Case Study
Local Vet SEO: More Than Tripled Traffic in 6 Months
We’ve more than tripled traffic for this local vet business in 6 months using SEO. Here is exactly how we did it.
It’s not as complicated as you might think. We do local SEO for businesses all the time—and we prefer to keep things simple.
- Basic site speed improvements (hosted CMS constraints)
- Split “combo” service pages into intent-matching pages
- Built a small, consistent backlink foundation
- Published new blog content around customer questions
- Added local + service citations after confirming NAP
Simple local SEO, executed consistently.
Proof: Traffic Growth
Here’s the before/after traffic trend from the campaign.
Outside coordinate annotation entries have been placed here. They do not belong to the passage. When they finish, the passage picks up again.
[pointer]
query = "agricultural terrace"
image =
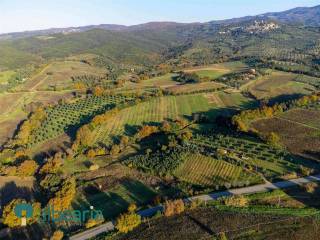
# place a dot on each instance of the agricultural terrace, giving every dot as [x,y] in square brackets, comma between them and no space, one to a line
[161,81]
[277,84]
[216,70]
[58,76]
[5,76]
[14,108]
[201,170]
[116,199]
[78,113]
[257,156]
[298,129]
[154,111]
[194,88]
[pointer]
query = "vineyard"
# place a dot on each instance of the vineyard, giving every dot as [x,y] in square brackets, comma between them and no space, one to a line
[278,83]
[206,171]
[258,156]
[153,111]
[78,113]
[196,87]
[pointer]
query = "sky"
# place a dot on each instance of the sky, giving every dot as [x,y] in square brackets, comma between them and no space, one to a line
[22,15]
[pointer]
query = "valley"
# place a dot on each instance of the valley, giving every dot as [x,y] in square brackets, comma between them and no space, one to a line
[125,119]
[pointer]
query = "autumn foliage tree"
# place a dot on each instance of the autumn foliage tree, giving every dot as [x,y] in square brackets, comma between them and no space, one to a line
[25,169]
[63,198]
[9,217]
[32,123]
[52,165]
[57,235]
[146,131]
[128,221]
[173,207]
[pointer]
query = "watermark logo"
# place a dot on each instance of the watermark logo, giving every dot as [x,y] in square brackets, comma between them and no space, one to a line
[25,211]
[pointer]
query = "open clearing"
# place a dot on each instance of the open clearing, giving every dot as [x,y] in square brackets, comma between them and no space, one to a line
[187,88]
[204,223]
[154,111]
[215,71]
[13,104]
[117,199]
[206,171]
[297,129]
[5,76]
[58,75]
[277,84]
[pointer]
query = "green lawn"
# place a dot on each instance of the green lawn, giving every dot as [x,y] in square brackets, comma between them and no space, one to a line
[117,199]
[5,76]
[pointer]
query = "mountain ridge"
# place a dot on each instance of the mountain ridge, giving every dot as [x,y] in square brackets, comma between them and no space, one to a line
[309,16]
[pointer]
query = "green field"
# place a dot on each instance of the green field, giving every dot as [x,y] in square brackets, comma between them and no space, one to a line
[5,76]
[261,157]
[154,111]
[206,171]
[58,76]
[116,200]
[79,113]
[278,84]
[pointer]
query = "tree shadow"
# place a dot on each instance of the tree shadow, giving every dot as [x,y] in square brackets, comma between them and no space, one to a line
[11,191]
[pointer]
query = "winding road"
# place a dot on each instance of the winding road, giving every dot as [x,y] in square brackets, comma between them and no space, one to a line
[109,226]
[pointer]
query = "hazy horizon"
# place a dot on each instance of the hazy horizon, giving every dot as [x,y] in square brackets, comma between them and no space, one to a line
[39,15]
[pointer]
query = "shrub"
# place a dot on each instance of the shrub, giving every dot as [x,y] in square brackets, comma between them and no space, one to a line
[173,207]
[57,235]
[310,187]
[127,222]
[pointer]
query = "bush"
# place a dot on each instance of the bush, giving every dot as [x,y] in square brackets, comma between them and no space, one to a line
[173,207]
[93,222]
[127,222]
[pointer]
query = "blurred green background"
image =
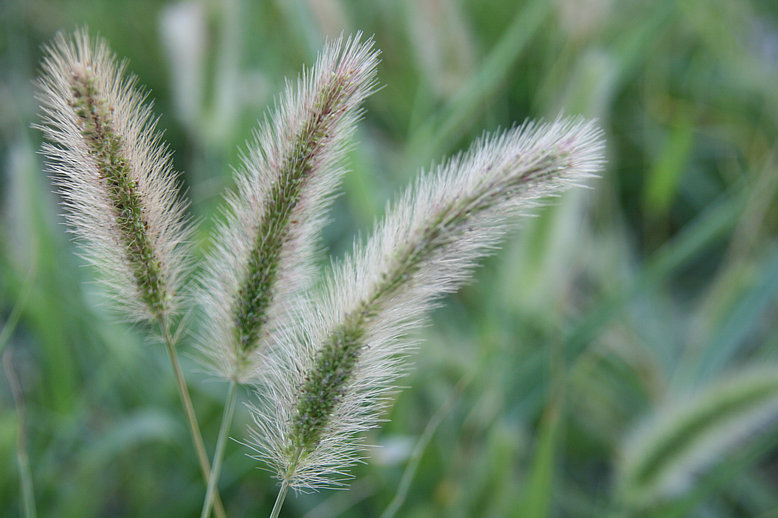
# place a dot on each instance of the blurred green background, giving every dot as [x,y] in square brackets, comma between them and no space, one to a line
[616,358]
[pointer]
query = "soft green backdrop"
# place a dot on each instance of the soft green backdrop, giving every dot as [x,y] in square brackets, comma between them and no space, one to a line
[656,288]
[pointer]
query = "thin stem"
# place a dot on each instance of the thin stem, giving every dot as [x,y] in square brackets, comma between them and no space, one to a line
[191,417]
[280,499]
[25,475]
[218,455]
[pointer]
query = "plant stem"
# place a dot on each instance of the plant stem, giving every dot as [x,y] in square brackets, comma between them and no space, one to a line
[25,475]
[280,499]
[218,455]
[191,417]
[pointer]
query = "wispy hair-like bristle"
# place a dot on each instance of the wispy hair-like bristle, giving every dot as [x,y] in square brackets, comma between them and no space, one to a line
[264,248]
[114,175]
[331,378]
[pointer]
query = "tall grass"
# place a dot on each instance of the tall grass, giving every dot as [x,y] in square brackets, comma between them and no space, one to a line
[658,284]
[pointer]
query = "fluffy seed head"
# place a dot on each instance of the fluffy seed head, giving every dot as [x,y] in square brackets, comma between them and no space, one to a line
[332,377]
[114,174]
[264,247]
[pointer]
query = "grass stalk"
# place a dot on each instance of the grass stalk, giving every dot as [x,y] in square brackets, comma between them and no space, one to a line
[218,456]
[191,417]
[22,458]
[280,499]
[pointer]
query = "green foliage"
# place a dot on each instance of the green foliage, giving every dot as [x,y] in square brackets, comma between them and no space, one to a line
[658,282]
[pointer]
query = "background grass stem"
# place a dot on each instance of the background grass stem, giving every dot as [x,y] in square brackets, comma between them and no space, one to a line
[191,417]
[218,456]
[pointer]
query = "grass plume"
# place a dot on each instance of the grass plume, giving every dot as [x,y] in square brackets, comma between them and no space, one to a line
[114,174]
[263,254]
[332,377]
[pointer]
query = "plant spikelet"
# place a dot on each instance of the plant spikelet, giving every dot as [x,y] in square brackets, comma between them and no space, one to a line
[114,175]
[265,245]
[688,435]
[332,378]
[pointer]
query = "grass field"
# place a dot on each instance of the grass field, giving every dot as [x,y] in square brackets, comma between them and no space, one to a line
[618,356]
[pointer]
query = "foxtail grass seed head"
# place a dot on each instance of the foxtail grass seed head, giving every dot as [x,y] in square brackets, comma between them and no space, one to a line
[263,254]
[114,175]
[331,379]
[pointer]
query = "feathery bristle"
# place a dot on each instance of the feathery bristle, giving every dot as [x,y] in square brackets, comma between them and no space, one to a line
[264,250]
[114,175]
[330,380]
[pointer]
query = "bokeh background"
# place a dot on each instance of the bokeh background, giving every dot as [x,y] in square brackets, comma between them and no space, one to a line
[618,357]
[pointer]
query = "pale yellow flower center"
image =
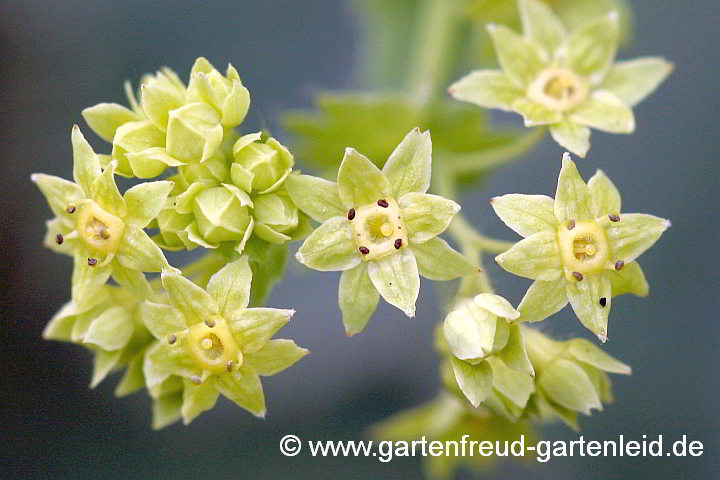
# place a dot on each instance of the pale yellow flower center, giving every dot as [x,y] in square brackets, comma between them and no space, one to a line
[558,89]
[213,347]
[584,248]
[378,229]
[99,229]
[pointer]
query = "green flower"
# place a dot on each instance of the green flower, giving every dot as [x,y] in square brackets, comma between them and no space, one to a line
[214,343]
[447,419]
[578,248]
[568,81]
[379,228]
[571,377]
[109,327]
[172,125]
[100,228]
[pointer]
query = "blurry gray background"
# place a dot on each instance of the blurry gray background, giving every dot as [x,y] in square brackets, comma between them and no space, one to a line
[59,57]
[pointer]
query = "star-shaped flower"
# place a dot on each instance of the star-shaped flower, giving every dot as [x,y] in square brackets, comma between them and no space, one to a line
[380,228]
[568,81]
[214,342]
[100,228]
[578,247]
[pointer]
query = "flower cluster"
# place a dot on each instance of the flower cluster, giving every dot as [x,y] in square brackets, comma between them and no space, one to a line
[380,229]
[566,80]
[226,194]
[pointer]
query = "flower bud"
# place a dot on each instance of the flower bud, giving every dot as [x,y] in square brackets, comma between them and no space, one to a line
[275,216]
[261,166]
[222,214]
[226,94]
[478,328]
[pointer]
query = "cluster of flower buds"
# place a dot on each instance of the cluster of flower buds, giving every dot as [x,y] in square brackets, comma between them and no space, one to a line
[185,344]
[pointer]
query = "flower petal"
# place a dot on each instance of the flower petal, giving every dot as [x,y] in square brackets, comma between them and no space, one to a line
[358,298]
[360,182]
[275,356]
[410,165]
[396,278]
[255,326]
[591,48]
[542,300]
[162,320]
[605,196]
[541,24]
[633,80]
[139,252]
[330,247]
[145,201]
[633,234]
[585,297]
[571,135]
[591,354]
[86,164]
[604,111]
[475,381]
[244,388]
[536,257]
[426,215]
[436,260]
[194,302]
[520,58]
[315,196]
[535,113]
[486,88]
[231,286]
[573,200]
[197,399]
[526,214]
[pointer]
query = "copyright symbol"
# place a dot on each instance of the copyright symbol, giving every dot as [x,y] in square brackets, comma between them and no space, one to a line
[290,445]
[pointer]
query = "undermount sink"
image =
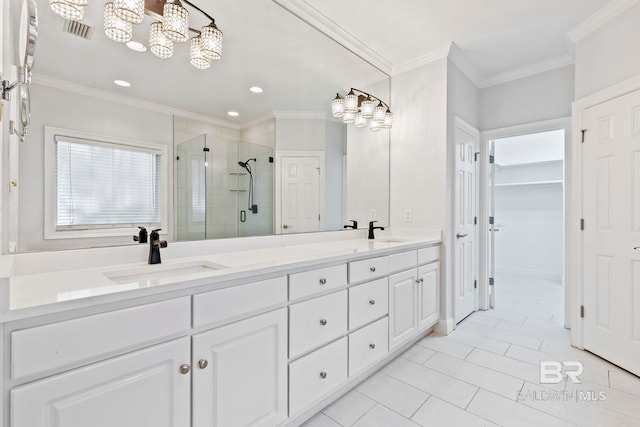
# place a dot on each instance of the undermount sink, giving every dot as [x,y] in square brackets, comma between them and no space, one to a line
[152,274]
What We Did (5 Simple Steps)
Local SEO doesn’t always require a complicated playbook. For this business, steady execution across the fundamentals created the win.
Basic Site Improvements
The site is on a hosted CMS, so we were limited by what we could do.
But site speed was slow, so we cleaned up image sizes, compression, improved lazy load, and a few other minor things.
Quick work—nothing hard—but real gains.




Redo Service Pages
Many of the service pages were collections of various services, all on one page.
We checked SERPs and saw that Google wanted these broken off as individual pages.
So we split them up, added content, and sent relevant internal links to them. Better site architecture plus pages that matched search intent.
Backlinks
We built backlinks to the home page, service pages, and a few blog posts—mostly to the home page.
We focused on local business links where possible.
Not many—only a few per month.
New Content
We wrote several blog posts per month, deep-diving topics commonly asked by their customers.
We took the list of questions, compared it against keyword data, and focused on the low-hanging fruit.
Then we internally linked each post to the proper service page(s).
Local Citations
After ensuring we were aligned on NAP, we submitted to local directories and service directories.
Results were flat for the first few months.
Remember: SEO is often a long play. Short-term gains can happen, but big wins usually take time.
Results
Once the foundation was in place, keyword visibility climbed—and traffic followed.
Look at that keyword growth!


(Note: this screenshot was taken before the Ahrefs keyword update. Keywords continued to rise afterward, but the update makes it harder to compare directly.)